I.2-no caso, o regime aplicável é o da anulabilidade e não o da nulidade;
I.3-é que a sanção que geralmente recai sobre um acto administrativo inválido é a sua anulabilidade (artº 135º do CPA);
I.4-a invalidade de um acto administrativo consiste na sua inaptidão intrínseca para a produção de efeitos, decorrente de uma ofensa à ordem jurídica;
I.5-a nulidade constitui a forma mais grave de invalidade, torna o acto totalmente ineficaz, é insusceptível de sanação, é impugnável a todo o tempo perante os tribunais, sendo que este conhecimento judicial concorre com o conhecimento administrativo;
I.6-a anulabilidade traduz um desvalor menos grave, sendo o acto eficaz até ser anulado (ou suspenso), é passível de sanação, é obrigatório enquanto não for anulado, e esta anulação, que tem prazo, apenas pode ser judicial;
I.7-caso a violação do direito fundamental não atinja o seu “conteúdo essencial” ou o seu “núcleo duro”, a sanção adequada será a anulabilidade;
I.8-o caso em apreço não assume a excepcionalidade inerente à natureza paralela à de ofensa ao conteúdo essencial de um direito fundamental (artigo 133º/2/d) do CPA), determinante da nulidade do acto impugnado;
I.9-a anulabilidade só pode ser invocada durante determinado prazo, findo o qual o acto se consolida na ordem jurídica;
I.10-a caducidade do direito de acção (intempestividade da prática do acto processual) é uma excepção dilatória que obsta ao prosseguimento do processo e importa a absolvição do Réu da instância, nos termos da al. h), do nº 1 e nº 2 do artigo 89º (actual artigo 89º, nºs 1, 2 e 4, al. k)) do CPTA, conjugado com os artigos 278º, nº 1, al. e), 576º, nº 2 e 577º do CPC, ex vi artigo 1º do CPTA;
I.11-a caducidade do direito de acção é consagrada a benefício do interesse público da segurança jurídica, que reclama que a situação das partes fique definida de uma vez para sempre com o transcurso do respectivo prazo. *
* Sumário elaborado pelo relator
Recorrente:EFCQAF
Recorrido 1:Ministério da Justiça
Votação:Unanimidade
Meio Processual:Acção Administrativa Especial para Impugnação de Acto Administrativo (CPTA) - Recurso Jurisdicional
Decisão:
Negar provimento ao recurso
Aditamento:
Parecer Ministério Publico:Não emitiu parecer
1
Decisão Texto Integral:Acordam, em conferência, na secção de contencioso administrativo do Tribunal Central Administrativo Norte:

RELATÓRIO
Nos presentes autos em que é Autor EFCQAF e Réu o Ministério da Justiça, ambos neles melhor identificados, foi proferido saneador sentença pelo TAF de Coimbra que julgou procedente a intempestividade da prática do acto processual e absolveu o Réu da instância.
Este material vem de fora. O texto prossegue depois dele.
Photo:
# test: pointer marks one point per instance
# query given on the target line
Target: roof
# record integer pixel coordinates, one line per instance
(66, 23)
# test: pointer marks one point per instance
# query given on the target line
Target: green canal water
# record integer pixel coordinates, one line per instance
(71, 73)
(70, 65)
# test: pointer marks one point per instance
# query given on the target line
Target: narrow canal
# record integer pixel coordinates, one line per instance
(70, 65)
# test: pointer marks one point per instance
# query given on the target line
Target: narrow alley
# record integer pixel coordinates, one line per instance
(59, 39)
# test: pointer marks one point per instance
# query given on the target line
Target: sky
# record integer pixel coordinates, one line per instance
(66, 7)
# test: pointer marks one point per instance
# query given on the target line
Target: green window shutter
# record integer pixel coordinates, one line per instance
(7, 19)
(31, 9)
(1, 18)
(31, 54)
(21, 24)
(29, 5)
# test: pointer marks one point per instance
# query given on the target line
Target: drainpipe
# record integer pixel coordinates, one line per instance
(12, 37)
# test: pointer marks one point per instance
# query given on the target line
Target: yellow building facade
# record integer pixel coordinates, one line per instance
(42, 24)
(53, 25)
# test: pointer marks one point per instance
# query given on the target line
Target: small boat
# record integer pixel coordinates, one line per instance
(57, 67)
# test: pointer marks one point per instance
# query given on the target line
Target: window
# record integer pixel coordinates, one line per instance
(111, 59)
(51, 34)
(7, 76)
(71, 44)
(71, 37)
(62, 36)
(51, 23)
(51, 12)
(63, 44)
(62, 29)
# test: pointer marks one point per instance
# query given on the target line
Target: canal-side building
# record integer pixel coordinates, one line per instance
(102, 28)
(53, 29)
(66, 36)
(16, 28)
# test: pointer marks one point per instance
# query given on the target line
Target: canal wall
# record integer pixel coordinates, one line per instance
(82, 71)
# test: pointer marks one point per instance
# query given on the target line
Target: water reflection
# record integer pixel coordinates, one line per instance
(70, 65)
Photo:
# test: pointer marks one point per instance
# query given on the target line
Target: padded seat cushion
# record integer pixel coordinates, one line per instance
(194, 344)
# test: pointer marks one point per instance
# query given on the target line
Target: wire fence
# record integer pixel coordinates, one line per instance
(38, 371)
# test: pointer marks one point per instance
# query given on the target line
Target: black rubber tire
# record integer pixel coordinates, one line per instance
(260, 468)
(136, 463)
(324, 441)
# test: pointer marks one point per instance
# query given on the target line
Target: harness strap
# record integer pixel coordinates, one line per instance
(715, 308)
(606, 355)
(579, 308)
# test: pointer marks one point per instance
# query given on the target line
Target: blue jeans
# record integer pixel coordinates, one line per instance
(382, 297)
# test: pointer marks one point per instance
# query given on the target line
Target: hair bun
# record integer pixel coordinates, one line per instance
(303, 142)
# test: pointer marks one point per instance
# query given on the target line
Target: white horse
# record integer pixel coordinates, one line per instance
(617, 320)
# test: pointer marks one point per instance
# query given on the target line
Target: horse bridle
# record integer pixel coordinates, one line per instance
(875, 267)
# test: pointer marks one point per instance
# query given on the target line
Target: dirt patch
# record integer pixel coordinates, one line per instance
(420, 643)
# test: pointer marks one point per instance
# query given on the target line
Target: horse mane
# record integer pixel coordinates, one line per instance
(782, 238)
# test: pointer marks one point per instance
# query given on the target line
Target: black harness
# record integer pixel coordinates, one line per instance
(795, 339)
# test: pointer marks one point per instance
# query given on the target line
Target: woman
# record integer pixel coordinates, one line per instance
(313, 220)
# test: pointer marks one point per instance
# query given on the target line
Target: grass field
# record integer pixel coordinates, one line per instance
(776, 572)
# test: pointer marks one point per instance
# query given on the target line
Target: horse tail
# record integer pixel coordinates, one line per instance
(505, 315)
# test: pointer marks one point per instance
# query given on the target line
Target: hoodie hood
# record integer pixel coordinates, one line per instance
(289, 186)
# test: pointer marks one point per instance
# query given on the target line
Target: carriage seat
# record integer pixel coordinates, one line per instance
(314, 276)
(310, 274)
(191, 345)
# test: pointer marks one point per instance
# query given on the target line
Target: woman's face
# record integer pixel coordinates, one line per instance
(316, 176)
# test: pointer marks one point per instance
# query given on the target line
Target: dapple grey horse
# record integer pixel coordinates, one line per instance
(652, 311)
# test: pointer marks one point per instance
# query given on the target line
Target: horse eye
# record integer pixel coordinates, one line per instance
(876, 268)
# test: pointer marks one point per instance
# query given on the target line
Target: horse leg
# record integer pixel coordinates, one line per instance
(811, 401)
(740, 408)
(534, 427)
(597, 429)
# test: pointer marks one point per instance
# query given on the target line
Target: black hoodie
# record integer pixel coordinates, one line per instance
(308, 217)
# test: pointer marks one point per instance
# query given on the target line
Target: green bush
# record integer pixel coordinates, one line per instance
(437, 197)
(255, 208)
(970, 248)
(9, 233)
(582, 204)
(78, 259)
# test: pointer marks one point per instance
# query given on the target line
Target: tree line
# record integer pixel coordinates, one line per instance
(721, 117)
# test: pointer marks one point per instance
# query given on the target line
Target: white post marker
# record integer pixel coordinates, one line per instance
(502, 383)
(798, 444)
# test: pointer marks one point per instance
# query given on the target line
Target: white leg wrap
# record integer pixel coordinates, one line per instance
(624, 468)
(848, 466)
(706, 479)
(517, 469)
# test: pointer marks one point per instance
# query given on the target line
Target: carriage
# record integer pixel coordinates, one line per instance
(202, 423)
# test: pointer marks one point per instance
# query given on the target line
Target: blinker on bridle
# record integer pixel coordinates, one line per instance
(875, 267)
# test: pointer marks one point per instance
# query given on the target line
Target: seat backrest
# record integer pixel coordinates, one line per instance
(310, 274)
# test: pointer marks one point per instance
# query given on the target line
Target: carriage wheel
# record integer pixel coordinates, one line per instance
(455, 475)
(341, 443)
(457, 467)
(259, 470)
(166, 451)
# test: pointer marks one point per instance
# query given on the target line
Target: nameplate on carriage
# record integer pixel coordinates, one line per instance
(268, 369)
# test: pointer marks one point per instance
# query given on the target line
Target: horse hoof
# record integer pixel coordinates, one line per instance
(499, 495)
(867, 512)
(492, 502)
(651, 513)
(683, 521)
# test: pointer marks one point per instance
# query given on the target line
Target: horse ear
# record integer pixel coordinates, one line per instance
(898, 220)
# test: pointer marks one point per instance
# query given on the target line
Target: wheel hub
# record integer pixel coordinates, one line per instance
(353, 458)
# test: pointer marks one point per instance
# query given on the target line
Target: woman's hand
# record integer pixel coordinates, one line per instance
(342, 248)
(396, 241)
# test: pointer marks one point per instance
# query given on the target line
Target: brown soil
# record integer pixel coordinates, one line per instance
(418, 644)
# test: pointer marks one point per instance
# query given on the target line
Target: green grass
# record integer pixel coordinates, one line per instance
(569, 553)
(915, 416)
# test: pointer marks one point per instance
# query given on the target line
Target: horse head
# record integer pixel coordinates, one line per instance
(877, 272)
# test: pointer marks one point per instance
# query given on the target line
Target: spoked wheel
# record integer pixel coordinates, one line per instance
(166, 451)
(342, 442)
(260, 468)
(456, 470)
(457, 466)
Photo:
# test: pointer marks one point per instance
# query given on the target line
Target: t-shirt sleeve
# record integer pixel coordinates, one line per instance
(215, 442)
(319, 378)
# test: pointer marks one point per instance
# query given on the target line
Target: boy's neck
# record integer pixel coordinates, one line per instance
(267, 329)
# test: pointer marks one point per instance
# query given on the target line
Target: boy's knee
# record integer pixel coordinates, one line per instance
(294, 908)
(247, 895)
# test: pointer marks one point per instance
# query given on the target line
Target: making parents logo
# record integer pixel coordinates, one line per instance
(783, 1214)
Deste vem interposto recurso.
Alegando, o Autor concluiu:
a) após procedimento disciplinar do qual não resultou o apuramento de qualquer violação dos deveres gerais (próprios de qualquer trabalhador da função pública) ou especiais (próprios da carreira de investigação criminal) o recorrente foi punido com pena de multa, ainda que suspensa na sua execução;
b) por assim ser, e fundamentando-se nas leis e na falta de factos legitimadores da sanção aplicada, houve por adequado lançar mão da presente impugnação em Juízo, por entender que foi ilegalmente ofendido num seu direito essencial, o de não ser punido sem causa justa e o direito de manter incólume o seu bom nome pessoal e profissional;
c) não é sustentável, antes é ofensivo do princípio da tutela jurisdicional efetiva, de consagração constitucional e na legislação infraconstitucional, que uma decisão punitiva afetada de nulidade não possa ser submetida ao escrutínio do órgão de soberania tribunal;
d) não tem razão o Ministério recorrido ao suscitar a exceção, quer por motivos de forma ou de processo, quer por motivos de fundo;
e) apesar disso decidiu o Tribunal a quo erradamente, ao concluir procedente a exceção suscitada pela entidade recorrida Ministério e ao absolvê-lo da instância;
f) deve por isso a sentença sub judice ser revogada, conhecendo-se do fundo da questão e decidindo-se a final a ação procedente,
com o que será feita Justiça.
*
O Réu juntou contra-alegações, concluindo:
a) A decisão recorrida decidiu corretamente, a exceção da caducidade do direito de ação;
b) O Recorrente foi notificado pessoalmente no dia 06/02/2018 e o seu mandatário em 08/02/2018, tendo a ação sido intentada em 10 de maio de 2018;
c) O prazo de impugnação é de três meses, nos termos da alínea b) do n° 2 do artigo 58.° do CPTA, e conta-se nos termos do artigo 279.° do Código Civil de modo contínuo, sem suspensão durante as férias judiciais;
d) A sentença revela uma correta avaliação e interpretação e aplicação do quadro legal. O regime aplicável é da anulabilidade e não o da nulidade;
e) A anulabilidade só pode ser invocada durante determinado prazo, findo o qual o ato anulável se consolida na ordem jurídica.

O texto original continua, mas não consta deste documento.